Menopause :: Postmenopause weight gain, increase in cholesterol, heart disease

The expanding waistline and increasing cholesterol levels many women face after menopause may be a factor in the stiffening of their arteries, increasing their risk of cardiovascular disease, researchers report in Hypertension: Journal of the American Heart Association.

Age and menopause are associated with an increase in arterial stiffness. Kerrie L. Moreau, Ph.D., assistant research professor at the University of Colorado at Boulder, and colleagues attempted to define whether the development of oxidative stress, which is higher after estrogen production ceases at menopause, plays a role in artery stiffening.

Oxidative stress can occur as a result of too many oxygen free radicals that attack cells such as those lining arteries or low levels of the body?s antioxidants and contributes to cardiovascular disease and other health conditions.
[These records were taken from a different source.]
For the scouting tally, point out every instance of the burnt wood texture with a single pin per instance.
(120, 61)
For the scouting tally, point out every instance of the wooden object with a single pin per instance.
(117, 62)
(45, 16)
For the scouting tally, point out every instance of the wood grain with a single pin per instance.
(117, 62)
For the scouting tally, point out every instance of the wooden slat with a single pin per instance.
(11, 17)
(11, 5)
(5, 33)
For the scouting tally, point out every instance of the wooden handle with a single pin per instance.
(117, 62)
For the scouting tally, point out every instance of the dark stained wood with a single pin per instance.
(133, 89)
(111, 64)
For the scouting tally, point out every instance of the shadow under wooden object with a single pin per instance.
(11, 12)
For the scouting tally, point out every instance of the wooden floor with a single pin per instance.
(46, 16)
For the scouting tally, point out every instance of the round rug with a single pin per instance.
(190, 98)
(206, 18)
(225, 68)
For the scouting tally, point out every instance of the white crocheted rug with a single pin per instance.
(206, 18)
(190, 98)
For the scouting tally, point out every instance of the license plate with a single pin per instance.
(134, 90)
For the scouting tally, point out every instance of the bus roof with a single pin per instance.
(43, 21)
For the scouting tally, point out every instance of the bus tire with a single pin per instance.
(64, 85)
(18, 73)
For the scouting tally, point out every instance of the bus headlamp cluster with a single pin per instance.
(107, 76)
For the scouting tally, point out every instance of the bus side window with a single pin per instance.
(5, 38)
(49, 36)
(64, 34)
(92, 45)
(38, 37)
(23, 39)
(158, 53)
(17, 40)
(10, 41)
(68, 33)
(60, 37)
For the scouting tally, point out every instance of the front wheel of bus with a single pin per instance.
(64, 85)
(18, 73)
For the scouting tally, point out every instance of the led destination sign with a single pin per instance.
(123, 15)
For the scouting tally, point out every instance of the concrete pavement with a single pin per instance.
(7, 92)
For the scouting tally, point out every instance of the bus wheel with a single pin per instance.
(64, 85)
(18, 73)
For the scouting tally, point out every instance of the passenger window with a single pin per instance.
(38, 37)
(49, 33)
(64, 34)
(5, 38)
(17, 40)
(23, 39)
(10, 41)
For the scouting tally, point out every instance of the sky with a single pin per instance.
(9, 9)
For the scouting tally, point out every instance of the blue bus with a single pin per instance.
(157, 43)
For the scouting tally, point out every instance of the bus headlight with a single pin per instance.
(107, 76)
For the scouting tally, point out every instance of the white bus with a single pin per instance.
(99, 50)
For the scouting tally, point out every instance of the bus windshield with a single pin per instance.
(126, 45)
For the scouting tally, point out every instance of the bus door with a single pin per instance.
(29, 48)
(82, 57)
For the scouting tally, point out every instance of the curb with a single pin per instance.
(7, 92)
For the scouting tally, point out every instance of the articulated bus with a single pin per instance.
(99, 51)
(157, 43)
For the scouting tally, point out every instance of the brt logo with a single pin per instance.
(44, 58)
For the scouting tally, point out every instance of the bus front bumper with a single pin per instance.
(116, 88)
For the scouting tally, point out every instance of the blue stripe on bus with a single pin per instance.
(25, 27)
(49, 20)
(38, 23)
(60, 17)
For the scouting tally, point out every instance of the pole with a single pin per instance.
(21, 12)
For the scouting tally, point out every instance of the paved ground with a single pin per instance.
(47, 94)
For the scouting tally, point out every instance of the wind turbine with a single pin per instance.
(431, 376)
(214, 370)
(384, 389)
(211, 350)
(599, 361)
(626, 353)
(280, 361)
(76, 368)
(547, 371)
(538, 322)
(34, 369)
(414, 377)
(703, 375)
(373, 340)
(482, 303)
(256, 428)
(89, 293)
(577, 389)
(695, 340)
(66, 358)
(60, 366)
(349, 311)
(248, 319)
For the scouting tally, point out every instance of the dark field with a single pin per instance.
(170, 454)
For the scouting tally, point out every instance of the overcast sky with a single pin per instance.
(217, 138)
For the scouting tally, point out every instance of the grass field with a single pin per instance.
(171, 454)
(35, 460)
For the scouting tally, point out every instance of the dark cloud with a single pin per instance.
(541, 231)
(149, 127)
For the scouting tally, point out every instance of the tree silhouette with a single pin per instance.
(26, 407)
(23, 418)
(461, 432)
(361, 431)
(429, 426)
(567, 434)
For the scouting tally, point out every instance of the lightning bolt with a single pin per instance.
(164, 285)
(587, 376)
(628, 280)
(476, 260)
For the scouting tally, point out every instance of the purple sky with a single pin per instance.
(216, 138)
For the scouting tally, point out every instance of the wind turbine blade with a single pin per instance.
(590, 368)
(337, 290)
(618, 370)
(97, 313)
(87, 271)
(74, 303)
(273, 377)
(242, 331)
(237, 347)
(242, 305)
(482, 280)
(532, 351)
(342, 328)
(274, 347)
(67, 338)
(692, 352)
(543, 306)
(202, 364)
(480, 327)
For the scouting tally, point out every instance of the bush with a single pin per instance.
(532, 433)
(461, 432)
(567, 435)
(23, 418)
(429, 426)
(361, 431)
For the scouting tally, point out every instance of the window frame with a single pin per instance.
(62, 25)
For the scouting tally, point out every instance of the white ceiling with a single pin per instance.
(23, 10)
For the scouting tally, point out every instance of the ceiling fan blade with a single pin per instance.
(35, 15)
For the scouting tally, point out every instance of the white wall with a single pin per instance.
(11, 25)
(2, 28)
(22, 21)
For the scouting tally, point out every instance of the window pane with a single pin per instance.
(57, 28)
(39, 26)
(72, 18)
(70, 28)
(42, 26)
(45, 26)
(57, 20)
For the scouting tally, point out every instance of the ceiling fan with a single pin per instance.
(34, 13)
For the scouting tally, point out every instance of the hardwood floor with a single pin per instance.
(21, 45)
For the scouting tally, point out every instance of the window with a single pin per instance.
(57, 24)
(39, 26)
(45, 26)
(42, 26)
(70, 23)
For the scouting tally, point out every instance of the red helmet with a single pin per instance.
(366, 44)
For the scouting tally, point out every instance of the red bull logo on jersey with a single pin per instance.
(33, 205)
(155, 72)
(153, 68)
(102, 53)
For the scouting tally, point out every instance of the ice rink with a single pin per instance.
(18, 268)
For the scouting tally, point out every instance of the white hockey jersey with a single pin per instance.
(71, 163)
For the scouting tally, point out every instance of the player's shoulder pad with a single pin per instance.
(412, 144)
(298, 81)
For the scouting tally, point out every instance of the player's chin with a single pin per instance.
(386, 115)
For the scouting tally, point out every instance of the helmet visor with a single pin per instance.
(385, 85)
In this study of 31 healthy, but sedentary women, researchers found that carotid arteries in postmenopausal women were 56 percent less elastic compared to those of premenopausal women.

They assessed whether oxidative stress was at least partially to blame by measuring the effect of ascorbic acid (vitamin C) on the women?s arteries. Ascorbic acid is a potent antioxidant and has other healthy properties.

Ten of the women were premenopausal (average age 23) and 21 were postmenopausal (average age 55). Researchers measured their levels of blood cholesterol, glucose, insulin and the stress hormone norepinephrine after a 12-hour fast. They also determined their total fat mass and abdominal fat and calculated their waist-to-hip ratios. Then researchers used ultrasound to measure the elasticity of the carotid arteries, which are the arteries in the neck that are the main blood supply to the brain. Initial carotid measurements were taken while the women were receiving intravenous infusions of saline and then again with infusions of ascorbic acid, which reduces oxidative stress.

When the postmenopausal women were infused with ascorbic acid, elasticity in their carotid arteries improved by about 26 percent, which was statistically significant. However, there was no effect among the premenopausal women.

Researchers also noted that the improvement in carotid artery compliance with the ascorbic acid infusion was positively correlated with baseline waist-to-hip ratio, LDL-cholesterol, and plasma norepinephrine, leading the authors to believe that increased body fat storage in the abdominal region, sympathetic nervous system activity and circulating LDL-cholesterol may be factors involved in the oxidative stress associated reduction in carotid artery compliance.

Moreau explained that after menopause many women undergo a shift in body fat so that there is more fat in the abdomen area. This increase in abdominal body fat can cause the sympathetic nervous system to become elevated, which could cause arterial compliance to be reduced. Additionally, LDL or bad cholesterol levels increase after menopause. All of these factors can contribute to the development of oxidative stress, which is compounded in postmenopausal women because they are no longer producing estrogen, a natural antioxidant.

Taken together, all these factors – increased abdominal fat, elevated sympathetic nervous system activity, higher LDL cholesterol and loss of estrogen – produce oxidative stress which, in turn, contributes to a loss of elasticity in arteries, she said.

Weight gain and cholesterol increases, while common during the transition from menopause to postmenopause, are exacerbated by lifestyle – sedentary women are likely to gain more weight and experience even greater increases in cholesterol than women who exercise regularly, Moreau said. Moreau and colleagues have shown previously that postmenopausal women who exercise regularly have healthier arteries; however, whether this is due to reduced oxidative stress in unknown.

She emphasized that the aim of the study was not to determine the efficacy of vitamin C supplementation as a potential intervention. Recent clinical trials have demonstrated no effect on vitamin C on cardiovascular disease outcomes, and this may be because oral vitamin C supplementation cannot maintain blood ascorbic acid concentration at levels needed to counterattack oxidative stress. Another limitation is that the two groups of women were not comparable in age.

The findings here suggest the role of oxidative stress in the reduced artery elasticity observed in postmenopausal women – a group at increased risk of cardiovascular disease. Furthermore, the study reinforces that women should maintain healthy blood cholesterol levels and a healthy weight.